‘Stagnant’ blue box recycling program transitioning to privatization

By Brandon Maher

Provincial legislation from April 2022, which will privatize recycling production across Ontario, aims to force producers of products to foot the bill. 

Jon Arsenault, Director of Waste Management at the Region of Waterloo, said the blue box program has become quite stagnant.

“As much as residents here and across the province are doing a great job, so many new materials and so many new products out there are hard to recycle,” said Arsenault. “We weren't getting the recovery rates we needed, so there needed to be a regulatory change.”

Production will be taken over by a non-profit group called the Circular Materials Organization, which represents major companies like McDonald's and Walmart.

Municipalities across the province will slowly begin the transition to privatization in July. 

Arsenault told CityNews 570 that the Region of Waterloo currently has 100 per cent control of the recycling program, and covers 50 per cent of the cost, with those that produce the recycled products covering the other half. 
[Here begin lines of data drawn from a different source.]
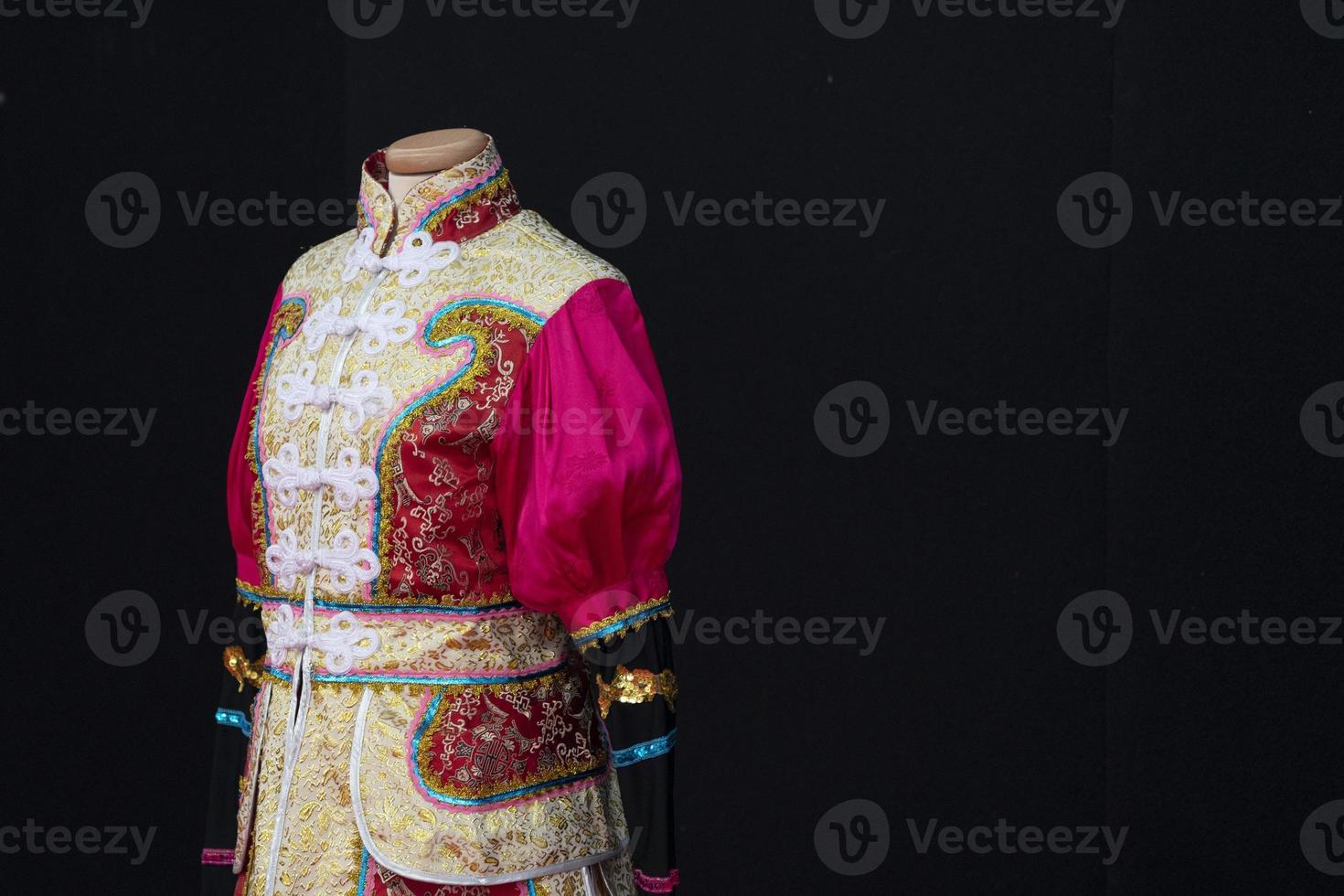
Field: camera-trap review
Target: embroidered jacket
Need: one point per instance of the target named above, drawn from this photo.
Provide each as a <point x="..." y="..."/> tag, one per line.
<point x="452" y="492"/>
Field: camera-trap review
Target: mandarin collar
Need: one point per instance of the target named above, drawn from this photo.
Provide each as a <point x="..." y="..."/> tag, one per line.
<point x="454" y="205"/>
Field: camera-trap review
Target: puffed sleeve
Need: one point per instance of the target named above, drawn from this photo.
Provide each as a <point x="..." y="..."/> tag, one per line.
<point x="591" y="495"/>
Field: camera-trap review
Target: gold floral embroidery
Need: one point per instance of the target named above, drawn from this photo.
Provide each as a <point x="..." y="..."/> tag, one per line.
<point x="636" y="686"/>
<point x="240" y="667"/>
<point x="625" y="621"/>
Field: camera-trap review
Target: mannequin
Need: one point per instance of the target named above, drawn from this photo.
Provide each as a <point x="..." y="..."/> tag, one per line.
<point x="420" y="156"/>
With the non-profit organization taking over operations, the Region is promoting the transition as a cost saver.

“One of the other objectives is taking this off the taxpayer's docket and putting it back on those producers,” said Arsenault. “Hopefully driving incentives for them to do better packaging and better products moving forward.”

The Region of Waterloo will officially transition to the privatized blue box program in March 2024.